Mim’s forwarded a bill in the early 1990s to allow residents to remove their social security numbers from driver’s licenses by paying an extra fee. If the current bill passes, the fee would be dropped and the social security number removed from any new license the Department of Motor Vehicles issues.

* A bill establishing a separate fair housing commission to address housing discrimination issues, which are currently handled by the Real Estate Board, licensing agency for Realtors.

“As such, it really does not have expertise on the prevention and sanctioning of housing discrimination,” Mims said. Mims is chairman of the Virginia Housing Study Commission.

* A bill to streamline the state’s administrative processes under the Administrative Process Act, the act that governs the formal processes for state regulatory agencies.

“Agency regulations or actions the governor declares to be noncontroversial would no longer have to go through a detailed rule-making process,” said Mims, vice chairman of the Virginia Code Commission. “This would allow routine actions to move through the rule-making process more quickly and hopefully save money for the state government.”

Mims is a member of four committees, including the Courts of Justice, Rehabilitation and Social Services, Local Government, and Transportation. He serves on several commissions and ad-hoc commissions, including the Code Commission, the Housing Commission and the Northern Virginia Transportation Authority (NVTA).

BLACK, WHO has been in office since 1998, is in his third term with the House of Representatives. He said about the upcoming legislative session, “I think it’s going to be interesting. We’ve had a big debate over raising taxes. I’ve fought against raising taxes. … It’s a chance to represent working class people. That’s what I like to do.”

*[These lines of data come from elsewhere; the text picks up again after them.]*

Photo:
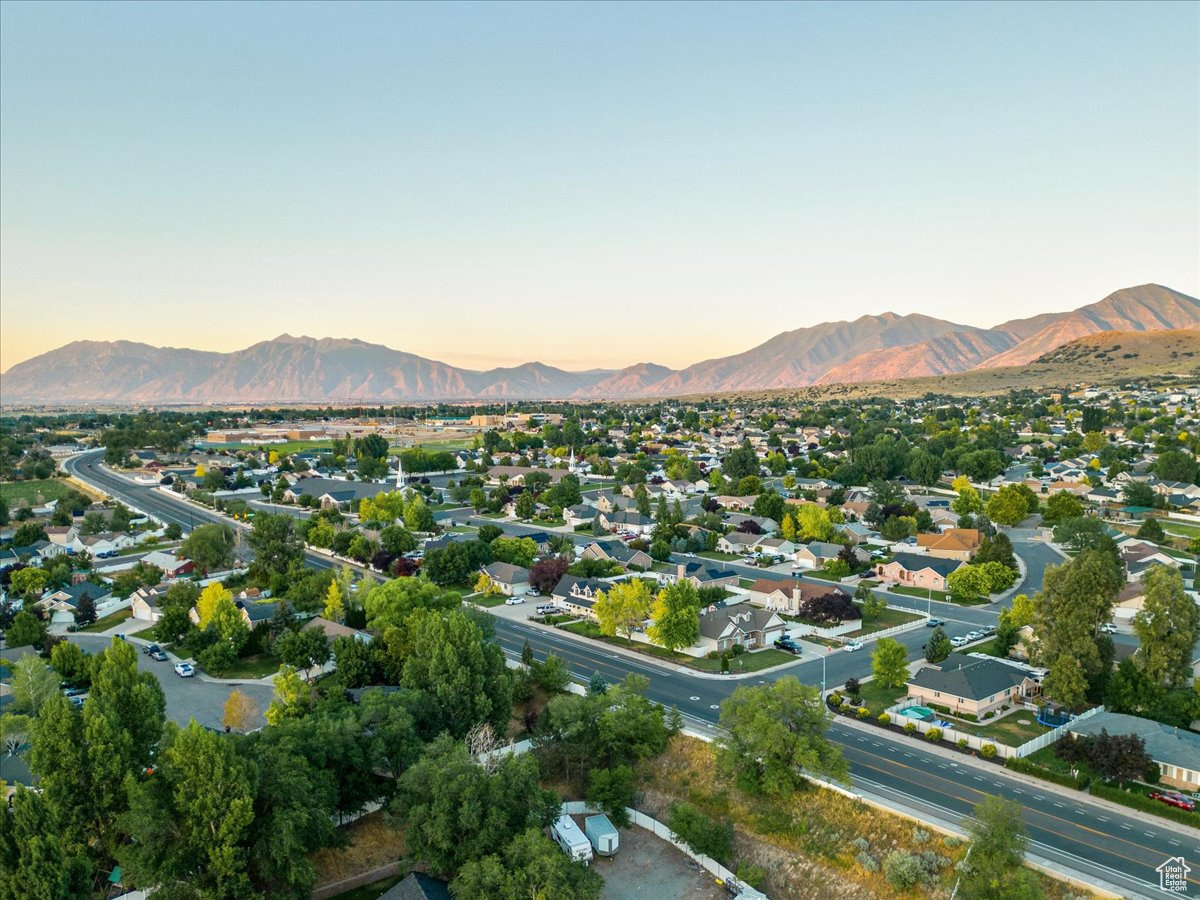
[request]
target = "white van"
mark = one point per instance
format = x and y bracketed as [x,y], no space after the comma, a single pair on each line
[574,843]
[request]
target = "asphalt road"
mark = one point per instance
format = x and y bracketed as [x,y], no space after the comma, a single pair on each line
[1071,831]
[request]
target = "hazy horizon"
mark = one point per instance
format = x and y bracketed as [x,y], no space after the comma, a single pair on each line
[586,185]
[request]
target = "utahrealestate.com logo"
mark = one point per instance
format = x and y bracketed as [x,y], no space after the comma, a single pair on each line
[1173,875]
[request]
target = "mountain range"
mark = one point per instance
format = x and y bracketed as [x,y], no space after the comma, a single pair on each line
[305,370]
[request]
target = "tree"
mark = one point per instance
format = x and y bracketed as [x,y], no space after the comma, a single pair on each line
[456,811]
[676,613]
[1168,628]
[239,711]
[545,574]
[939,646]
[889,663]
[210,546]
[1009,505]
[1060,507]
[33,683]
[303,649]
[623,607]
[190,823]
[531,867]
[85,610]
[27,630]
[293,697]
[33,862]
[465,678]
[276,546]
[774,732]
[995,868]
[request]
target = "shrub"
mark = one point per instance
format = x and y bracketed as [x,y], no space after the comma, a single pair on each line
[868,862]
[751,875]
[903,870]
[702,833]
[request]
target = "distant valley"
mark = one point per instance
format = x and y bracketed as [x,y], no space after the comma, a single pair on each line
[305,370]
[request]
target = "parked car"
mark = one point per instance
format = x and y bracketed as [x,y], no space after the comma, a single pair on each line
[1174,799]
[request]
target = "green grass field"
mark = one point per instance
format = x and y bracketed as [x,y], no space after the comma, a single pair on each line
[51,489]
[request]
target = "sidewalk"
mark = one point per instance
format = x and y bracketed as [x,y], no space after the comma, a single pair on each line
[1030,780]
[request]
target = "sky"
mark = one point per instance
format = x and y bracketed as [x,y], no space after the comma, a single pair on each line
[583,184]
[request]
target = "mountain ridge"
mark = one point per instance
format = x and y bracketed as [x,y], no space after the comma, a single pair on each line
[305,370]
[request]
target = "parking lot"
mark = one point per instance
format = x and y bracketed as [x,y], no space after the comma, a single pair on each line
[186,697]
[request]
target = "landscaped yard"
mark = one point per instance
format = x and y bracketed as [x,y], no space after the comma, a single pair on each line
[876,697]
[259,665]
[51,489]
[108,622]
[886,619]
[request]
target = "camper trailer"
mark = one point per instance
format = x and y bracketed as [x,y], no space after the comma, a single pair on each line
[573,841]
[603,835]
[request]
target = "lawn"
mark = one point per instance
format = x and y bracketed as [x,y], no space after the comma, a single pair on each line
[258,665]
[754,661]
[886,619]
[876,697]
[51,489]
[108,622]
[1008,730]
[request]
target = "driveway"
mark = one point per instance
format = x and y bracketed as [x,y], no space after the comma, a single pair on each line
[186,697]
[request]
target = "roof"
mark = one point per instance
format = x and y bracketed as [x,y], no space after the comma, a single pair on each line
[967,677]
[916,562]
[507,573]
[1164,743]
[418,886]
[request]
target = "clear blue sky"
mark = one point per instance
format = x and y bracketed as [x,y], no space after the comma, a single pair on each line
[475,181]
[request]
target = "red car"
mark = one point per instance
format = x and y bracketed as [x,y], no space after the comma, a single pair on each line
[1174,799]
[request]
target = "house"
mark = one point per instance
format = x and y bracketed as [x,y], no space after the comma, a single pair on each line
[627,521]
[577,595]
[815,555]
[63,603]
[1176,751]
[145,603]
[972,684]
[619,553]
[509,580]
[172,567]
[738,543]
[952,544]
[723,627]
[787,595]
[918,570]
[706,575]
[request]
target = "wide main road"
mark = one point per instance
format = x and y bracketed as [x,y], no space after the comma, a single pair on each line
[1069,832]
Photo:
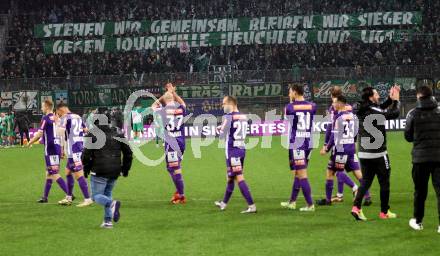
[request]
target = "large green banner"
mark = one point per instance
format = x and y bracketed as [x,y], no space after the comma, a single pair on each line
[123,44]
[184,34]
[290,22]
[105,96]
[352,88]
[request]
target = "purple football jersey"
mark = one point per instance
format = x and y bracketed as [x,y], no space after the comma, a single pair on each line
[74,132]
[331,112]
[51,140]
[234,129]
[172,117]
[343,137]
[300,115]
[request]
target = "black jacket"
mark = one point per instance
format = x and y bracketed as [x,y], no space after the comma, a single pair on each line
[22,122]
[389,110]
[423,128]
[106,162]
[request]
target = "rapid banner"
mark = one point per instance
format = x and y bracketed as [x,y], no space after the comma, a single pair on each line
[162,41]
[211,106]
[5,100]
[24,100]
[274,128]
[104,96]
[243,24]
[237,90]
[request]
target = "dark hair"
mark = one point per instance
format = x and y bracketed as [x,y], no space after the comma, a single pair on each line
[48,103]
[61,105]
[341,99]
[335,91]
[299,89]
[367,92]
[231,99]
[424,91]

Black, who lives in Lowes Island, plans to push several bills next session, including:

* A bill to prevent localities from raising property taxes by more than five percent after adjustments for growth and inflation are made. “It addresses the problem we’ve had over the last several years [of] enormous tax increases because of increased assessments,” Black said. “Property taxes combine assessed values and the tax rate. … It’s just killing senior citizens who are on fixed incomes.”

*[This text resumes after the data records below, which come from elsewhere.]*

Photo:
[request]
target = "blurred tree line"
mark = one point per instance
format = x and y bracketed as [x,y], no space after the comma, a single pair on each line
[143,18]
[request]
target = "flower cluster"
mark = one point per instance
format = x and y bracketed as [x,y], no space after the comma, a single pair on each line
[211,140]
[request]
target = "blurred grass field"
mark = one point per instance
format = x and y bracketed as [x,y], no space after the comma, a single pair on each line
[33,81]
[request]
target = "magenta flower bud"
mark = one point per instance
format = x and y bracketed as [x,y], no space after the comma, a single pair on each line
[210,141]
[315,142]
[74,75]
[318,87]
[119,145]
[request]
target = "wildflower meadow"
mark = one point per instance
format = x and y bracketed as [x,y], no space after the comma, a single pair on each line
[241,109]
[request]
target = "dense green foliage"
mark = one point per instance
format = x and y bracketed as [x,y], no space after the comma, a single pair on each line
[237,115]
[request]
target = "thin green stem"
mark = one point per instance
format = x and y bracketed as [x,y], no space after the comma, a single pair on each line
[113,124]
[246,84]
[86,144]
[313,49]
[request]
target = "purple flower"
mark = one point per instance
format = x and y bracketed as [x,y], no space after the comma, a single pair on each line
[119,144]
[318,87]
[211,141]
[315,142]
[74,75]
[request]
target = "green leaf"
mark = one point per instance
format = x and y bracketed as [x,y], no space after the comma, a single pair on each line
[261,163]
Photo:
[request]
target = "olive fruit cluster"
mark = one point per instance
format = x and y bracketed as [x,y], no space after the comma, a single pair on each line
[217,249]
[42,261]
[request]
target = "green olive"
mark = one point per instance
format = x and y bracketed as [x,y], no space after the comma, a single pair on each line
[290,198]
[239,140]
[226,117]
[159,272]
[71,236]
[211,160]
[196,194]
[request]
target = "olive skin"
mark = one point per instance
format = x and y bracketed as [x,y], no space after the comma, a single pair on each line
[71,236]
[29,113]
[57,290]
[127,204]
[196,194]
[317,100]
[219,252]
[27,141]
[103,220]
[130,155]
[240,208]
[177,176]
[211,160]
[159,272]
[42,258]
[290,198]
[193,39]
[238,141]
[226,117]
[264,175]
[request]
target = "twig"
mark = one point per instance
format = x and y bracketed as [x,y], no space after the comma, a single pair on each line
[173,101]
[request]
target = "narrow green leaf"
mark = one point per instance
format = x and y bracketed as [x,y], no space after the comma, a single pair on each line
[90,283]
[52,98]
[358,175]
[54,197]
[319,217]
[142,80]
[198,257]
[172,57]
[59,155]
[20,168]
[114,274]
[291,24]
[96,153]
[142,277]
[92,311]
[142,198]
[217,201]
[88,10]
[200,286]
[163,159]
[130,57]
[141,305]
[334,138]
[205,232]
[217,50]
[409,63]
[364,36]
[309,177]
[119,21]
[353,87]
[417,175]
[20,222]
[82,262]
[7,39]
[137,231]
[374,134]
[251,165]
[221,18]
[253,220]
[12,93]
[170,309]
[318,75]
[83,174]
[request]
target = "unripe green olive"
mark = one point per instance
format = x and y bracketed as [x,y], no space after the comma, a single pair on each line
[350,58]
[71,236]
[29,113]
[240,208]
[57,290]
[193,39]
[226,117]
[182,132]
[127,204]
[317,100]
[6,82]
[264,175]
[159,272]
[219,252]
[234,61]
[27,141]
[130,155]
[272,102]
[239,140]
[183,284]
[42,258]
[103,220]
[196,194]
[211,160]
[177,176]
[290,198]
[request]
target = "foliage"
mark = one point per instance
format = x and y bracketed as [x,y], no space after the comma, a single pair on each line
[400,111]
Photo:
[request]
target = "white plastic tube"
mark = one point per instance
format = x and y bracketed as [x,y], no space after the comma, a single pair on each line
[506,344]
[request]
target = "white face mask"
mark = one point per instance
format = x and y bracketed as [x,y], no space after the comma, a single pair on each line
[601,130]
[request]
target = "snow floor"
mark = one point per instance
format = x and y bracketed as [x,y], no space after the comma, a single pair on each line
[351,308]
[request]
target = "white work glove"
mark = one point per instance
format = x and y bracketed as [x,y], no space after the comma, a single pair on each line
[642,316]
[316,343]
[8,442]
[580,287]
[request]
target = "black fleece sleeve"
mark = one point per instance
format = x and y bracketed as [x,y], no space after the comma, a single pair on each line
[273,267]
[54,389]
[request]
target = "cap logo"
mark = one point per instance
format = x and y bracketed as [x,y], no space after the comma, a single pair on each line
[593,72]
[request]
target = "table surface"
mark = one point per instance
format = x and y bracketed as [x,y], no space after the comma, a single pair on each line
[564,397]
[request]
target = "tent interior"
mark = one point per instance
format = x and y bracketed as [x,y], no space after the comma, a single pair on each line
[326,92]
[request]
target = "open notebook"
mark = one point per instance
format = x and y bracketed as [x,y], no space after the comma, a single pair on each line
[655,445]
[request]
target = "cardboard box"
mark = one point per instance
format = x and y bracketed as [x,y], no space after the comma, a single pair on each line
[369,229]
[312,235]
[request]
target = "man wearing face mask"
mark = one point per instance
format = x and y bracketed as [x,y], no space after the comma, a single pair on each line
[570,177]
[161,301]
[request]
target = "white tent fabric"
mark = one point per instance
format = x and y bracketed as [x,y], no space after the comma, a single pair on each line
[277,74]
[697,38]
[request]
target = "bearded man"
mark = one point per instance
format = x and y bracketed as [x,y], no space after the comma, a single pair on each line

* A constitutional amendment to prevent raids of the Transportation Trust Fund for the general fund and other spending. The fund is designated for transportation projects.

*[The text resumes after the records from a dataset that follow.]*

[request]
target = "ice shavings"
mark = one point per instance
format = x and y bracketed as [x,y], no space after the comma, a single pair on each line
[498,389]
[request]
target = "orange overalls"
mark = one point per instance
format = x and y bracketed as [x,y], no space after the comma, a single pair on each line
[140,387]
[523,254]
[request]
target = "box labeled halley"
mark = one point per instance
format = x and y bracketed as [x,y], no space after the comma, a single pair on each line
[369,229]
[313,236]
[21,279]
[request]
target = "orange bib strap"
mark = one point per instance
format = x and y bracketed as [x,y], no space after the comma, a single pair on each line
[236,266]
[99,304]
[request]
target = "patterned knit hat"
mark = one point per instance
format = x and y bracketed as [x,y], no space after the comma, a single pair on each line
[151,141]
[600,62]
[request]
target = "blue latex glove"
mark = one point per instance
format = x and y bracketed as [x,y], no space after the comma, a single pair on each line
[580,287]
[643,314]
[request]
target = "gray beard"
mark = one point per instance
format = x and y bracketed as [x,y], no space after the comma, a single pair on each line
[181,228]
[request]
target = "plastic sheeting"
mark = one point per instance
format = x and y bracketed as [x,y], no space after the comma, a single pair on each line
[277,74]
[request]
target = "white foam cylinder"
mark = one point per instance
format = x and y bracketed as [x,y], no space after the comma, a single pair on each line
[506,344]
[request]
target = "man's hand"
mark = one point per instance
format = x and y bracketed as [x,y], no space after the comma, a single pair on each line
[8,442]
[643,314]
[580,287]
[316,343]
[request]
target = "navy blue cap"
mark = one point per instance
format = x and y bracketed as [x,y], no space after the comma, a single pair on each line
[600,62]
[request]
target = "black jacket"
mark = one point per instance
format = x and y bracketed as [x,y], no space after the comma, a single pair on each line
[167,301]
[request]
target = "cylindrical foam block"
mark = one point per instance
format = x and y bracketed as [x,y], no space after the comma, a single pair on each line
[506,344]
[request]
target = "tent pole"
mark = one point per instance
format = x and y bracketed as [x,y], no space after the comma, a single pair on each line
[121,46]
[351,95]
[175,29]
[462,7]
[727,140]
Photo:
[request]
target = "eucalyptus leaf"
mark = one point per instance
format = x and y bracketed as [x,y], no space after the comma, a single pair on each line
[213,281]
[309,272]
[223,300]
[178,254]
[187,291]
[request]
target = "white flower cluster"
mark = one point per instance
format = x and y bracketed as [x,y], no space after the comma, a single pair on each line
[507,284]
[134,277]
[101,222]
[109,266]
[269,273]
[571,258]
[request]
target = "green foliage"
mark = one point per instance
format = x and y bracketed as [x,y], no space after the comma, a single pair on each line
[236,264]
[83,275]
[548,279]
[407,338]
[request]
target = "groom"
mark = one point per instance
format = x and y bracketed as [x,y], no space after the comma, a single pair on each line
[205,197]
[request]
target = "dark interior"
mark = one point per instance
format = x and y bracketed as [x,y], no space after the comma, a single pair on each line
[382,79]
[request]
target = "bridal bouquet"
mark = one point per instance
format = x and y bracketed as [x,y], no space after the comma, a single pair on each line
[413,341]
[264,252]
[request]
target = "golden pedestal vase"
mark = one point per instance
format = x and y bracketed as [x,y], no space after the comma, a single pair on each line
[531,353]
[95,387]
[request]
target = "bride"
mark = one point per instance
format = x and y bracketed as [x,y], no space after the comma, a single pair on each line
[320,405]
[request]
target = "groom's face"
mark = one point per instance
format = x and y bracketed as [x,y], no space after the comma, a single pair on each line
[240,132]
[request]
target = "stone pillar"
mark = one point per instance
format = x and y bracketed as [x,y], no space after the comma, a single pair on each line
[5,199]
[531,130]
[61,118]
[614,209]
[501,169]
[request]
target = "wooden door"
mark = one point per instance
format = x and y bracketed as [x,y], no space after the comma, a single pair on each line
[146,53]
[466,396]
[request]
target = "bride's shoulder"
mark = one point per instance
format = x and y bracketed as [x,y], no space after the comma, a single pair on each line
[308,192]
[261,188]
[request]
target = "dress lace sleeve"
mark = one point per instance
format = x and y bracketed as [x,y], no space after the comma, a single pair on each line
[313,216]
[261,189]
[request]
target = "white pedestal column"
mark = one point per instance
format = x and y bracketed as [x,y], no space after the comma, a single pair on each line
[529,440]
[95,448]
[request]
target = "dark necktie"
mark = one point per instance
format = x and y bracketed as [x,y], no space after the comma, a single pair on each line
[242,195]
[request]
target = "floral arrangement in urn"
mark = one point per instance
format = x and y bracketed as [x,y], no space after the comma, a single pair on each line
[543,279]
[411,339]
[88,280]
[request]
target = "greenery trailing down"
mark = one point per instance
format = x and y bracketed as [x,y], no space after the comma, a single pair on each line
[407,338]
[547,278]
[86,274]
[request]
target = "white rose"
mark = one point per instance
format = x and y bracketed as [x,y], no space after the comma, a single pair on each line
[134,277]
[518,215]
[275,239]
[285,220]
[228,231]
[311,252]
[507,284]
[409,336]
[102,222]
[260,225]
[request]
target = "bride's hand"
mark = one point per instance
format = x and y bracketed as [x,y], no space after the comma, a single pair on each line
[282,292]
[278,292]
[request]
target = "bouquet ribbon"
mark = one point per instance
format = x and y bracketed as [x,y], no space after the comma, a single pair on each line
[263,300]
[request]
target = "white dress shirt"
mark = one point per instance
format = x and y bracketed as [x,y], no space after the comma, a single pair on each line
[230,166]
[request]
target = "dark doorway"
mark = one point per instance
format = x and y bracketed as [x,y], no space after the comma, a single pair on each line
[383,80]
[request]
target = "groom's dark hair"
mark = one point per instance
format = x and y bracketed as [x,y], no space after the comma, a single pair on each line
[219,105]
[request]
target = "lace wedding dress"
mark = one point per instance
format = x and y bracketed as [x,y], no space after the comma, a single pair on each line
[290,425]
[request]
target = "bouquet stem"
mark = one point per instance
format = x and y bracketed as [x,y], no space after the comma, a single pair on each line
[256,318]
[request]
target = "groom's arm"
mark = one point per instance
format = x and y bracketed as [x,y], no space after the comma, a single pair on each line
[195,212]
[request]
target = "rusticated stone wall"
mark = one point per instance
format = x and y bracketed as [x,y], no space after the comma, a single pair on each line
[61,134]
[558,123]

“We stripped over a billion out of the Transportation Fund in the past 10 years. … It will put more money into transportation than these tax increases will do,” Black said last week in reference to two proposed sales-tax referenda in Northern Virginia and Hampton Roads for transportation projects. “If we pass the new sales tax, nothing prevents the governor and legislatures from spending it on something else. It doesn’t have to go to transportation even though it’s intended to go there.

* Two separate bills limiting auto safety inspections and emission tests to automobiles five years and older, now required of all automobiles.

“When the car is relatively new, there is no need for these tests,” Black said.

* A bill requiring parental consent for abortion for girls under the age of 18. “This puts the authority for medical care back into the hands of parents,” Black said.